Las aulas del Colegio Israelita General San Martín siempre se pueden transformar en un espacio lúdico donde el aprender sea divertido. Esto ocurrió en una de nuestras actividades educativas más recientes, donde los chicos y las chicas practicaron matemáticas.
El conocimiento cobró vida propia a través del juego. Fue una propuesta que desafió las estructuras tradicionales, en la que los estudiantes de 3.º y 6.º grado del nivel primario se convirtieron en los creadores de su propio aprendizaje.
Durante la jornada diseñaron, construyeron y elaboraron las reglas de diversos juegos matemáticos, con el propósito de compartirlos con toda la comunidad escolar.

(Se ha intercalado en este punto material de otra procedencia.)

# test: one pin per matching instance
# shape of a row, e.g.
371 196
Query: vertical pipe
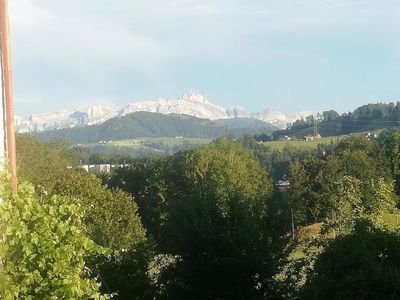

¿Cómo plasmar en un tablero la abstracción de los números? ¿De qué manera la competencia se transforma en un lazo de unión? Estas preguntas guiaron un nuevo escenario educativo en nuestra escuela precursora.
El valor del aprendizaje compartido
Durante el desarrollo de esta innovadora propuesta, la escuela implementó el trabajo con grupos flexibles, rompiendo las barreras del aula común para dar paso al aprendizaje colaborativo.
Lo verdaderamente significativo ocurrió en el cruce de generaciones: los estudiantes de 6º asumieron el rol de tutores: acompañaron a los de 3º en las distintas instancias del proceso.
Esta interacción no sólo promovió el intercambio de estrategias lógicas, sino que potenció la comunicación matemática y el fortalecimiento de los saberes en un ambiente de mutua confianza.
Creatividad en cada tablero
La iniciativa representó un desafío de gran envergadura para los chicos.
No se trataba simplemente de replicar dinámicas conocidas, sino de inventar nuevos universos donde resolver un problema fuera la llave para avanzar.
El aula se inundó de tijeras, cartulinas, dados y, sobre todo, de discusiones apasionadas sobre la equidad de las reglas.
El proyecto permitió desarrollar la creatividad y el pensamiento crítico, a través del compromiso con el estudio desde la acción y el entusiasmo.
Un espacio para encontrarse
Más allá de las operaciones y el campo numérico, el proyecto brindó la valiosa oportunidad de generar un espacio de encuentro único entre los diferentes grados.
El juego, despojado de la mera distracción, se consolidó como una herramienta pedagógica fundamental para aprender, enseñar y compartir, demostrando que los lazos comunitarios también se construyen pensando en equipo.